Namun dia belum mau menyebut LNS yang dievaluasi. "Saya belum bisa menyampaikan secara teknis karena ini sedang digodok. Saya datang ke sini hanya untuk melaporkan dulu, memberi peringatan dulu, supaya bapak-bapak di DPR ada informasi awal," katanya.
Syafruddin berharap, jika kelak Kemenpan RB sudah tuntas mengevaluasi, dan membutuhkan revisi undang-undang untuk menata LNS tertentu, DPR dapat merespon dengan cepat.
Reformasi dituntaskan
Bambang Soesatyo menegaskan, pihaknya mendukung kebijakan Presiden Jokowi untuk melakukan reformasi birokrasi, khususnya penataan LNS.
"Rancangan besar reformasi birokrasi harus dituntaskan, jangan berhenti pada 23 lembaga saja.
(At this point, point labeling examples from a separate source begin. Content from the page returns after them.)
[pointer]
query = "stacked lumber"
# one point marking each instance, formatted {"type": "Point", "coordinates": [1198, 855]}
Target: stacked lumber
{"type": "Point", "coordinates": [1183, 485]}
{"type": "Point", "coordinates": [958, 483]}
Melalui reformasi birokrasi, diharapkan bisa mempercepat mutu pelayanan masyarakat, menghilangkan tumpang tindih tugas dan fungsi, sehingga bisa meningkatkan tata kelola pemerintahan menjadi most-improved bureaucracy," tutur Bambang.
Ke depan, tidak perlu setiap masalah dituntaskan dengan pembentukan lembaga baru. Begitu pula setiap kali pembahasan undang-undang, tidak perlu ada pasal yang mengamanahkan pembentukan LNS.
Dimatangkan
Secara terpisah, Wakil Ketua Komisi Aparatur Sipil Negara (KASN) Irham Dilmy mengungkapkan, jumlah kementerian, lembaga pemerintah non-kementerian, dan LNS yang ada memang terlalu banyak.
Ini membuat pemerintah tidak efektif dan efisien. Pasalnya, kementerian dan lembaga tumpang tindih mengurusi tugas pokok dan fungsi yang sama.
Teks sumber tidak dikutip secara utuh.